'The Office' Leaving Netflix Is Going to Drive Viewers Back to Piracy - newscracker
https://www.vice.com/en_us/article/wjvyyz/the-office-leaving-netflix-is-going-to-drive-viewers-back-to-piracy
======
pwg
The industry would do well to heed this meme:

If you are a pirate this is what you get:

[http://i.imgur.com/GxzeV.jpg](http://i.imgur.com/GxzeV.jpg)

To compete against piracy, they also have to be easier than piracy. Netflix
won against piracy because Netflix was easier and lower friction than hunting
down pirate copies (because of the "one-stop-shop" aspect of Netflix).

Attempting to bring back a multitude of individual walled gardens, each
wanting a separate entrance fee, will, as this article correctly notes, simply
make piracy again the easier, lower friction, alternative, and the industry
will kill the golden goose even before it is fully hatched.

------
newscracker
In a few years, "subscription fatigue" will become well known and remembered
as the trigger that caused streaming services to collapse because of their own
greed and stupidity. Every provider thinks they can beat others and capture
(or steal) viewers' attention and time in a zero sum game.

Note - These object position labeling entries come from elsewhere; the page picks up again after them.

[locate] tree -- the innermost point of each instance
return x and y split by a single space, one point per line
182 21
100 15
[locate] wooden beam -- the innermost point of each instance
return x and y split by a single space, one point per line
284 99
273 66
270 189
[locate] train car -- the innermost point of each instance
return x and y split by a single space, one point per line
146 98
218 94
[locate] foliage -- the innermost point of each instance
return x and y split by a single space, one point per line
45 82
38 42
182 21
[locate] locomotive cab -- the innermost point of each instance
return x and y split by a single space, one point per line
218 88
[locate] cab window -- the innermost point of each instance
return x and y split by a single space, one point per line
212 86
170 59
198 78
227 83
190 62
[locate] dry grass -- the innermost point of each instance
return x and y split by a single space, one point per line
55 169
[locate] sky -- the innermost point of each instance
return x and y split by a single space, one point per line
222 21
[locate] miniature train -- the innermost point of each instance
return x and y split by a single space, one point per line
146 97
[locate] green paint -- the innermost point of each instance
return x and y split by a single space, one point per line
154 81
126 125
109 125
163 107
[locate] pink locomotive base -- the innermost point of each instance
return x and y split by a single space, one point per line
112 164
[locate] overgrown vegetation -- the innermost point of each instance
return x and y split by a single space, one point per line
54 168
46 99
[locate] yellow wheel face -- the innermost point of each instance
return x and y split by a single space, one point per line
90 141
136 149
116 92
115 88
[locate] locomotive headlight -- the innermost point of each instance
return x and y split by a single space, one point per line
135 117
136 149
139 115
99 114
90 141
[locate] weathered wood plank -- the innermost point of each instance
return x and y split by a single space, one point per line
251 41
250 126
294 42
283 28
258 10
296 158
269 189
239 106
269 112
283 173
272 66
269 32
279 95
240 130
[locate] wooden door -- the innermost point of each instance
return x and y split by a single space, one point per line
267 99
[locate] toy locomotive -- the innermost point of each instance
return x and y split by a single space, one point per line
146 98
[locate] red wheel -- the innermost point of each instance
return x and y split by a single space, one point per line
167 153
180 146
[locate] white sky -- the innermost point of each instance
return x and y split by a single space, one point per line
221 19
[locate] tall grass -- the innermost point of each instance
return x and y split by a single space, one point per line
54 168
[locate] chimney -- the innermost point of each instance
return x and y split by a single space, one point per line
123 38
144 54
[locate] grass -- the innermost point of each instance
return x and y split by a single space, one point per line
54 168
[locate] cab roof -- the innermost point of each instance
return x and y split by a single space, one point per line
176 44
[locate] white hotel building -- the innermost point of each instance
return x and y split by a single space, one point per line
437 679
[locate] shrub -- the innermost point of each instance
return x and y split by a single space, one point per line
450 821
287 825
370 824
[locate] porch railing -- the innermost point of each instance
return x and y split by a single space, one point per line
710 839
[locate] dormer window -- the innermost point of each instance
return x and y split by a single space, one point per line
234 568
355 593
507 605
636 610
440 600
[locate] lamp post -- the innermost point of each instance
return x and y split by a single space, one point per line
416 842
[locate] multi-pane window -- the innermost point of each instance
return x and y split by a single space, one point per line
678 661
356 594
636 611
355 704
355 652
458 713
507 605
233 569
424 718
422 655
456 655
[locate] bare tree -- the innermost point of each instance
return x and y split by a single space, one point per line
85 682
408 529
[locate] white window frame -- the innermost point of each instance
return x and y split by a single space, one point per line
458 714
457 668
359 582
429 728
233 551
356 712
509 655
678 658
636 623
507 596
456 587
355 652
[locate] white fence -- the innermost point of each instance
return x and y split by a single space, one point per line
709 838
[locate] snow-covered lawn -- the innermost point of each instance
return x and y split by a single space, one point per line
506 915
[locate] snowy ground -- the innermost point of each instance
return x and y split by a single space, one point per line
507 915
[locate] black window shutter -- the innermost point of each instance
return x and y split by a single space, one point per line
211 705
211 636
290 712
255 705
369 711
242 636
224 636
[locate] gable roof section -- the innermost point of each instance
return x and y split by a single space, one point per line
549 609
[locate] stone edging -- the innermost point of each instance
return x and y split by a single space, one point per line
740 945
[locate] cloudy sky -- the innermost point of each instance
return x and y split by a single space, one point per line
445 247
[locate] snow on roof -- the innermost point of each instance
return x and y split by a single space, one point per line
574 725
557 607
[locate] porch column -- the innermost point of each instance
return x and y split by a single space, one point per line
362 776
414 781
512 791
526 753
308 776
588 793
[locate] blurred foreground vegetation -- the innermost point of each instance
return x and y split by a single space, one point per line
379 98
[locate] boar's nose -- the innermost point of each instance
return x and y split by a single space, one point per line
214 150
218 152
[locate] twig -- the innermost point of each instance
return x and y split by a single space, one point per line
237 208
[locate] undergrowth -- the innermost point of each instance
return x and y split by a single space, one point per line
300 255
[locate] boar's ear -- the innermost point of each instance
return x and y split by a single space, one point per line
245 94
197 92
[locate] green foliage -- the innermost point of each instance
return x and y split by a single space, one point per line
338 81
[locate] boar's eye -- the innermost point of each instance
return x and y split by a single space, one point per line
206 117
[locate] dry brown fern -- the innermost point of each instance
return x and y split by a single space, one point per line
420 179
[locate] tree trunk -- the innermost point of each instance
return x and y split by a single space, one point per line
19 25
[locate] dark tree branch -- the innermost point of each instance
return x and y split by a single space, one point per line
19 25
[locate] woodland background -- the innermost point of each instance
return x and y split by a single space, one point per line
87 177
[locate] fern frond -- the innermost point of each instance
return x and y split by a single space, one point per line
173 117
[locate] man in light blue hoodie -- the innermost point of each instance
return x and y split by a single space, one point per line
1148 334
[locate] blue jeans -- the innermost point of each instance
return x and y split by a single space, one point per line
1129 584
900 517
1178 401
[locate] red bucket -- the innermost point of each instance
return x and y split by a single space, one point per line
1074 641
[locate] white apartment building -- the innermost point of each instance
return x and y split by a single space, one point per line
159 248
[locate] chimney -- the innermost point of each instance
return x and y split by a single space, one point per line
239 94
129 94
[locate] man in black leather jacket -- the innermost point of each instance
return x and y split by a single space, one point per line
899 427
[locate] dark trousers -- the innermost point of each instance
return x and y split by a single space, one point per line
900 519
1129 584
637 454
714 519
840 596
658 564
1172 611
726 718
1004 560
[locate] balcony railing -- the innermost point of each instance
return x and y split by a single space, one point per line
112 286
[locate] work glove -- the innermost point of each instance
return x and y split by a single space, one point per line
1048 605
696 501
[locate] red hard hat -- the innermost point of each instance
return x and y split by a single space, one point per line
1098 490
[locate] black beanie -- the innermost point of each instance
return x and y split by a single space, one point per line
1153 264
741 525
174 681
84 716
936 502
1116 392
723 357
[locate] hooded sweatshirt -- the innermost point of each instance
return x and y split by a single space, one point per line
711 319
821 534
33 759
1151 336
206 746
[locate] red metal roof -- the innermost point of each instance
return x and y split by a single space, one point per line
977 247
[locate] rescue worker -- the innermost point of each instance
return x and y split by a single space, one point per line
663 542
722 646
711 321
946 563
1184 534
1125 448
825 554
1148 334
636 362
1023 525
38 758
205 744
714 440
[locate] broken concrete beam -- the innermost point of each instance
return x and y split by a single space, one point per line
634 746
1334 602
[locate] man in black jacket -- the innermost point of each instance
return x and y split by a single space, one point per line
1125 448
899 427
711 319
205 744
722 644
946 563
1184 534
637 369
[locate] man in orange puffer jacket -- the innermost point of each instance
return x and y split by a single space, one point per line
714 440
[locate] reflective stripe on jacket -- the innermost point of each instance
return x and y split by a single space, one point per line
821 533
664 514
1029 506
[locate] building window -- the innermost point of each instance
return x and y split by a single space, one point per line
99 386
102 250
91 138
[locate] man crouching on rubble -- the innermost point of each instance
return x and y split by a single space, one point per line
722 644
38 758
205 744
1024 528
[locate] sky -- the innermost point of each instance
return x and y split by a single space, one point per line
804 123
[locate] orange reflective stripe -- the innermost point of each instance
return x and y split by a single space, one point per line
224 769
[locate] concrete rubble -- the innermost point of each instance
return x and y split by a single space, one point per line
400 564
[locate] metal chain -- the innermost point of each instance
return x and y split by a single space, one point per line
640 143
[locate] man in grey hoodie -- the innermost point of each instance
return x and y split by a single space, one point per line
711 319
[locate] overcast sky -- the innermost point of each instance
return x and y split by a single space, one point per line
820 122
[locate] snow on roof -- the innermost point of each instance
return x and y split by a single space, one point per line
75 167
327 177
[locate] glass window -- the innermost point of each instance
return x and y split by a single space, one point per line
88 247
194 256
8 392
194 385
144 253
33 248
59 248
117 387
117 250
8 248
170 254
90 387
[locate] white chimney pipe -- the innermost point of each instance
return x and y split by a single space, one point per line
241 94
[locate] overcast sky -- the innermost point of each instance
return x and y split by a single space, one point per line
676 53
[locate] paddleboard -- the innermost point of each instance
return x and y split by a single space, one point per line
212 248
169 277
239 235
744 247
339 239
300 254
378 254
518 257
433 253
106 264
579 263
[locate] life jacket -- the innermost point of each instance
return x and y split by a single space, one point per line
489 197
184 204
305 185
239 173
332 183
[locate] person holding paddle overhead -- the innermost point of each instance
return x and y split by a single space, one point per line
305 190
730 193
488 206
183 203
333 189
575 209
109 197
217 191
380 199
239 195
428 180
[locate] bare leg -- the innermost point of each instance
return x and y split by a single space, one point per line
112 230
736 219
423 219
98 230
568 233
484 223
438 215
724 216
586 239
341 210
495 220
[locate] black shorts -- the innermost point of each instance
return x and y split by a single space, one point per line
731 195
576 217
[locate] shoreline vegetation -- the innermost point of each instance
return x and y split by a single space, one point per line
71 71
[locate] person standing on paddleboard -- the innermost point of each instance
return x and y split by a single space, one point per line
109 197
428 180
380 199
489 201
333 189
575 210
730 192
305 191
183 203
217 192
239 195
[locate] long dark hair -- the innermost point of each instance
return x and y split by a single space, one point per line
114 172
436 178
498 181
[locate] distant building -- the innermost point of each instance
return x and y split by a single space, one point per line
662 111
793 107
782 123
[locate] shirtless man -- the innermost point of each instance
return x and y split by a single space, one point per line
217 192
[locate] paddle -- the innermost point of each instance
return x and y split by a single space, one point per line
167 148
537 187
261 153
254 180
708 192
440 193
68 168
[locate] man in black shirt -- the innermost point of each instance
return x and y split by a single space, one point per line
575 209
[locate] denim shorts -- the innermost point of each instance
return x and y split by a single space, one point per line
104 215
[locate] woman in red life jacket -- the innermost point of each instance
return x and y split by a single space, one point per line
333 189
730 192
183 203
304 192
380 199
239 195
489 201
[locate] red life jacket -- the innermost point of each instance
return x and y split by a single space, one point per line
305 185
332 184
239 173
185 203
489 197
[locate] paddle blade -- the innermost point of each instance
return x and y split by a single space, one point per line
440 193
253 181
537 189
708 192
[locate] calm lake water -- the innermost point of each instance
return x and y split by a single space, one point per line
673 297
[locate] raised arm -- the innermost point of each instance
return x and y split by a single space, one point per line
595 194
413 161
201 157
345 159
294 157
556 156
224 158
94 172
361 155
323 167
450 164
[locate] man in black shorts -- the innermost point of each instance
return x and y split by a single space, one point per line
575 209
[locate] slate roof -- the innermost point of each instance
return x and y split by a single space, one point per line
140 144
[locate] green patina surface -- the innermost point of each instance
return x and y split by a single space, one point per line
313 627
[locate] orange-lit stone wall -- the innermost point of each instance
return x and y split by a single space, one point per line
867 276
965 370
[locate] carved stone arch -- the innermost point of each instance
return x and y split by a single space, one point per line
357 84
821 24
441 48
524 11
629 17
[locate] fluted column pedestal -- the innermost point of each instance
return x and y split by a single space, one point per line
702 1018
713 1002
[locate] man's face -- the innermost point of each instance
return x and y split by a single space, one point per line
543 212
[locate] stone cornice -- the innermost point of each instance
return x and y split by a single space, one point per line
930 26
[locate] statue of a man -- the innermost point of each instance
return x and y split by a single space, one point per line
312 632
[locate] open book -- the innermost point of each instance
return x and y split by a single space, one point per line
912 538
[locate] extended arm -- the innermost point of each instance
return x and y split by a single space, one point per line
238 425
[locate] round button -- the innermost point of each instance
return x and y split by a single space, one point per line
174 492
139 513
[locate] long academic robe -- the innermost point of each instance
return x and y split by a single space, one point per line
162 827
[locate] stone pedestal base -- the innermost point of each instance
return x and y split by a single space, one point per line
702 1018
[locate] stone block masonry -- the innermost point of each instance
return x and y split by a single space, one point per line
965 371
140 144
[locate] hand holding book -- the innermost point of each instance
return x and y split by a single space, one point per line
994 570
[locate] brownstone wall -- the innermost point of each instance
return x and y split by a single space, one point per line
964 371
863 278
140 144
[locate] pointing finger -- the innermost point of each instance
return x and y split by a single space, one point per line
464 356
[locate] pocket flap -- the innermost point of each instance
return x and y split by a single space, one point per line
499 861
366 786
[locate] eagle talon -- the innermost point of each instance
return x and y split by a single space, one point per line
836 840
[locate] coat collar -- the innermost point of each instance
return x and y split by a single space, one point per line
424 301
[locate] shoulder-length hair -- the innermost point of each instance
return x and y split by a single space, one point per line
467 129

People have already gotten used to subscribing for a month, binge watching a
few favorites and then canceling. Unless monthly prices go up a lot and push
people to favor lower annual subscription prices, many of these services will
see users using them like utilities — turn on for a month or two in a year and
then turn it off.

Pricing games that make it costlier for viewers to watch what they want, when
they want, where they want will only hurt all the providers. Piracy will come
back with even better user experiences than before. After all, piracy's USP
has usually been a better user experience.